Figure 3. Targeting multiple signaling pathways, cytokines, chemokines, downstream inflammation: possible strategies for chemoprevention.

Schematic representation of the major targetable events during the inflammatory process leading to cancer, and the corresponding compounds with cancer-preventive properties.
Tumor necrosis factor α (TNF-α), Tumor necrosis factor receptor 1 (TNFR1), Interleukin-1 beta (IL-1β), Interleukin-1 receptor (IL-1R), Interleukin-17 (IL-17, also known as IL-17A), Interleukin-17 receptor (IL-17R), mitogen-activated protein kinase (MAPK), c-Jun NH2-terminal kinase (JNK), FBJ osteosarcoma oncogene (FOS), Jun Proto-Oncogene (C-JUN), transcription factor activator protein 1 (AP-1), IκB kinase complex (IKK), Nuclear factor kappa-light-chain-enhancer of activated B cells (NF-κB), cyclic GMP-AMP synthase (cGAS), Stimulator of interferon genes (STING), Cyclic guanosine monophosphate–adenosine monophosphate (cyclic GMP-AMP, cGAMP), phosphate group (P).
Created with BioRender.com (Agreement # ZW266D22X4).
Recently, blockers of both C-C and C-X-C motif chemokines, such as MSX-122, AMD3100, BPRCX807, WZ811, motixafortide, BPRCX714, were shown to inhibit recruitment of cancer promoting immune cells(82,83) (Fig.3). Inflammatory leukocytes are important sources of growth factors, including EGF and PDGF family members, VEGF and TGF-β isotypes, for which neutralizing antibodies and receptor inhibitors already exist or are being developed. The NLRP3 and AIM2 inflammasomes, which produce tumor and metastasis promoting IL-1β are other worthwhile targets(84,85).

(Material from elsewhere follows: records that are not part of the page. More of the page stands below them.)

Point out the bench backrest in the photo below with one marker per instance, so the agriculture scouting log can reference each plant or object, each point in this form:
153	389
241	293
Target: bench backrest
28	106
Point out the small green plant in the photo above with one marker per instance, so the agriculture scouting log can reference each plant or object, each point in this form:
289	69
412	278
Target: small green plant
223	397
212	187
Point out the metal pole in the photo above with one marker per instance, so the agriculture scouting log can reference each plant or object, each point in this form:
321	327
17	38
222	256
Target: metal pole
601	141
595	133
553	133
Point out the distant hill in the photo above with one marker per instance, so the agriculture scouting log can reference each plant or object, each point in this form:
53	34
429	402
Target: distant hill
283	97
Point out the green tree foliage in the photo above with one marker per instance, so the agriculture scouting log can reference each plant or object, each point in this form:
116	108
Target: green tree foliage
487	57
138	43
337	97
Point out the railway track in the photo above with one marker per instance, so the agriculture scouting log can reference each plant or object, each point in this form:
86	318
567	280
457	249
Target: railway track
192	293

Numerous bioactive lipids, including prostaglandins, leukotrienes, thromboxanes, and specialized resolvins (SPM)(12,86), should also be considered.
The interest in developing promising chemopreventive strategies, in which the above agents could find a useful application, has been growing due to positive results in the chemoprevention of breast, prostate and colon cancers, and the availability of FDA-approved agents for the treatment of precancerous lesions or cancer risk reduction(87). Neutralizing inflammatory cytokines or antagonizing their receptor function is a relatively safe therapeutic strategy for the treatment of autoimmune diseases(88), and if the cytokine being blocked does not play a key role in in immunosurveillance, it should be considered for cancer prevention. For instance, the IL-18-neutralizing humanized monoclonal antibody GSK1070806, has been tested in cohorts of healthy and obese subjects for its safety, tolerability, pharmacokinetics and pharmacodynamic profile(89).

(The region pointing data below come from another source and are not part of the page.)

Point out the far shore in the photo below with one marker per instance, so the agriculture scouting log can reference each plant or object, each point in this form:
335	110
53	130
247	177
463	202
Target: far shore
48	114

Ruxolitinib is a selective oral inhibitor of JAK1 and 2 which activate STAT3 with potent anti-inflammatory and immunosuppressive effects (Fig.3). At the cellular level ruxolitinib targets components of both the innate and adaptive immune system, such as natural killer cells, dendritic cells, T helper, and regulatory T cells. As for macrophages, ruxolitinib was shown to prevent the up-regulation of various proinflammatory cytokines by inhibiting LPS/TLR4/IFN type I signaling pathway(90). By targeting IL-6/JAK/STAT3 signaling cascade in inflammatory human liver cells, ruxolitinib inhibits production of C-reactive protein (CRP), serving as a promising candidate for modulation of inflammatory responses in liver cells and associated conditions(91). However, earlier data suggested that JAK inhibition may increase the inflammatory potential of macrophages exposed to TLR4 agonists, thereby enhancing inflammatory cytokine production(90). An active trial is testing effect of ruxolitinib before surgery on prevention of breast cancer recurrence in patients with high risk and precancerous breast conditions (NCT02928978). However, long term use of JAK inhibitors may have unfavorable metabolic side effects(92) and can even lead to liver damage(93) making such drugs unsuitable for general chemoprevention.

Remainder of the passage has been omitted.